Deadly explosion at Kurdish refugee camp was airstrike, statement

ERBIL, Kurdistan Region – A deadly explosion that hit a Kurdish refugee camp in Makhmur Wednesday evening was from an airstrike, Council of Makhmur Camp claimed in a statement.

It stated that they do not know who carried out the alleged airstrike, but added that the Iraqi government is in charge of the air space in the reported areas, and therefore, they expect the Iraqi government to release an "urgent statement" in this regard.

"A number of Makhmur Protection Units were martyred and injured," the statement said without providing figures.

Three people were killed, and seven more were injured as the result of the explosion, according to medical sources. At least four of the injured were taken to a hospital in Erbil, one of whom later succumbed to his injuries.

The so-called Makhmur Protection Units (MPU) was established in 2014 when ISIS militants attacked areas in northern parts of Iraq, including Makhmur.

The then Kurdish President Masoud Barzani visited the camp in August 2014 when Kurdish Peshmerga and camp units pushed ISIS militants out from Kurdish territories southwest of Erbil. The PKK media then reported that Barzani thanked the resistance put up by the PKK-linked fighters against the ISIS group.
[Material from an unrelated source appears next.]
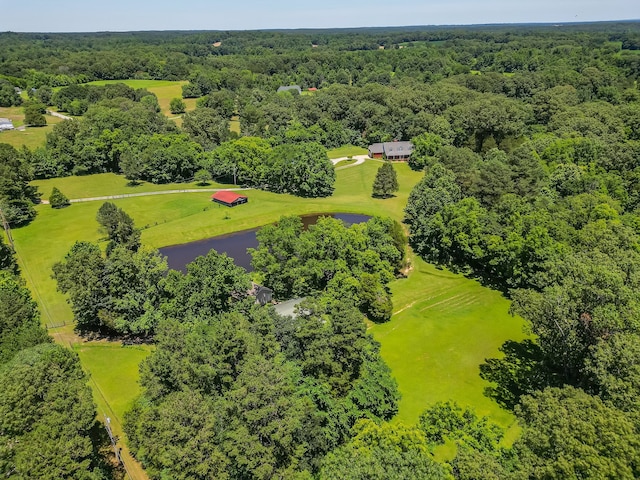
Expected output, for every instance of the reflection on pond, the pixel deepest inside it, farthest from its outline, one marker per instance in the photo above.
(236, 244)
The refugee camp hosts more than 12,000 Kurdish refugees who have fled the Turkish state's persecution mostly in the 1990s.

MPU is linked to the Kurdistan Workers' Party (PKK), a Kurdish armed group that has waged a three-decade insurgency against the Turkish state fighting for greater national and cultural rights for millions of Kurds in Turkey. Turkey considers the PKK a terrorist organization, regularly targeting its bases in the Kurdistan Region.

Turkey's airstrikes are limited to border areas where PKK has maintained a presence since 1990s, but the Turkish air force earlier in April targeted PKK-linked groups in Sinjar that killed and injured tens of its Yezidi fighters from Shingal Protection Units (YBS).

ANF, a PKK-affiliated media, had initially reported on Wednesday that the explosion was a car bombing.

The target was an outpost guarded by PKK fighters at the gate of the camp, Rashad Galali, a Patriotic Union of Kurdistan (PUK) official in Makhmur, told Rudaw after the explosion.

Kurdish Peshmerga lost control of Makhmur in October to the Iraqi forces following Baghdad's military incursion into the disputed or Kurdistani areas claimed by both Erbil and Baghdad.

The camp is now located in Iraqi-controlled territories, but the PKK-linked groups are largely in charge of its administration.